Davide Patitucci: Come salvare uno scienziato in pericolo di vita nell’Antartide
“Uno dei nostri scienziati è malato, è una situazione seria, non può essere curato alla base – spiega Peter West, portavoce della Nsf -.Se non fosse in pericolo di vita, non ci proveremmo nemmeno. Non durante l’inverno antartico. Uno dei due velivoli – sottolinea West – tenterà di raggiungere la stazione. L’altro resterà alla base britannica di Rothera, pronto a intervenire per offrire supporto nella ricerca e salvataggio, qualora si rendesse necessario”. Secondo alcune indiscrezioni fornite dalla stessa Nsf, anche un secondo ricercatore potrebbe avere bisogno di abbandonare la stazione per ragioni di salute.
Con quella in corso sono solo tre le missioni di salvataggio medico partite alla volta dell’Antartide in inverno. Le altre due sono datate aprile 2001 e settembre 2003. Questa è, quindi, la prima ad avvenire al culmine dell’inverno australe, nei giorni del solstizio d’inverno. Tra febbraio e ottobre, infatti, è sospeso ogni volo verso il continente bianco. Gli studiosi restano isolati, e devono far fronte da soli a ogni necessità, comprese quelle mediche. Nel 1999, ad esempio, Jerri Nielsen, membro del personale della base Amundsen-Scott scoprì di avere un cancro al seno, alla fine del mese di maggio. Essendo l’unico operatore medico della base, fu costretta ad affidarsi a tecnici non specializzati per fare una biopsia. E a rimanere nella base fino ad ottobre, prima di ricevere cure mediche più adeguate.

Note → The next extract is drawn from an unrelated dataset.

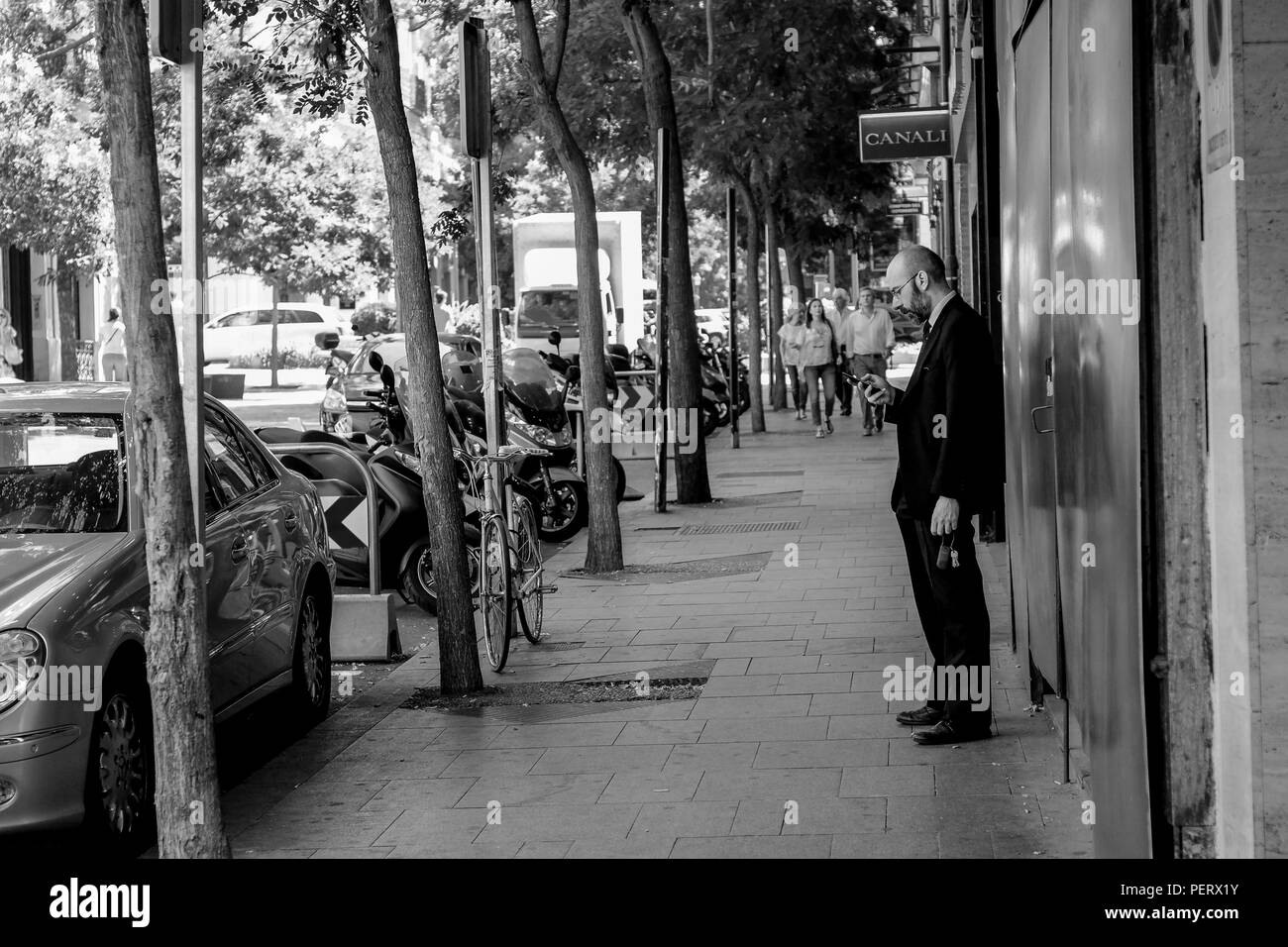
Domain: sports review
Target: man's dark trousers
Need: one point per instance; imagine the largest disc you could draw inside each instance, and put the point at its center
(953, 613)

La base Usa Amundsen-Scott South Pole è stata inaugurata a gennaio del 1957. Si trova a 2835 metri sul livello del mare ed è dedicata a due esploratori norvegesi, Robert Scott e Roald Amundsen, il primo a conquistare il Polo sud. La stazione è uno dei più importanti siti al mondo per lo studio dei mutamenti climatici e del paleoclima terrestre. La base polare conserva, ad esempio, il più importante e completo archivio sul clima del plateau antartico. L’Antartide è, inoltre, un punto di osservazione privilegiato per lo studio dell’universo. I suoi ghiacci, i più freddi del Pianeta, ospitano radiotelescopi e un osservatorio per lo studio di alcune tra le particelle più elusive del cosmo, i neutrini. Si tratta dell’IceCube Neutrino Observatory, i cui sensori abbracciano un chilometro cubo di ghiaccio sotto la superficie polare.
La base Usa dove si trovano i due scienziati in attesa di soccorso è una delle grandi stazioni permanenti in Antartide, insieme alla britannica Rothera e a quella italo-francese Concordia, frutto di un accordo congiunto tra l’Enea e l’Istituto polare francese Paul Émile Victor. I ricercatori italiani, pur essendo distanti geograficamente dai colleghi della Nsf, stanno seguendo con trepidazione lo sviluppo della vicenda. “Anche noi siamo venuti a conoscenza della missione di salvataggio e ci ha toccato profondamente – commenta all’Ansa la ricercatrice italiana Simonetta Montaguti, in forze alla base Concordia insieme ad altri 11, tra ricercatori e tecnici, italiani e francesi -. Per quanto ci riguarda, durante i mesi dell’inverno polare non siamo recuperabili, qualunque cosa succeda. Normalmente le basse temperature non permettono né il volo degli aerei, né tantomeno il loro atterraggio. Qualsiasi tipologia di urgenza o emergenza – aggiunge la studiosa – deve essere gestita da noi, compresa l’emergenza medica, sebbene possa venirci in soccorso la telemedicina, con l’ospedale Gemelli di Roma”.
In queste ore anche i 21 membri della stazione di ricerca britannica Rothera, sull’isola di Adelaide, stanno facendo la loro parte per assistere i colleghi della base americana nella missione di salvataggio. Dopo aver preparato la pista per l’atterraggio dei due velivoli di soccorso, stanno adesso monitorando le condizioni meteo. Ancora 2400 chilometri di volo nella notte polare separano, infatti, i soccorritori dalla base Usa. Sono i più difficili da affrontare in questa missione salva-vita al culmine dell’inverno antartico. “La programmazione logistica in Antartide è una sfida – commenta Tim Stockings, direttore delle operazioni della British antarctic survey -. Per questo, è essenziale supportare i nostri colleghi americani in questo momento difficile. È lo spirito internazionale di cooperazione, che funziona così bene tra le nazioni presenti in Antartide. E che – conclude Stockings – ci consente di portare a termine insieme operazioni e ricerche complesse”.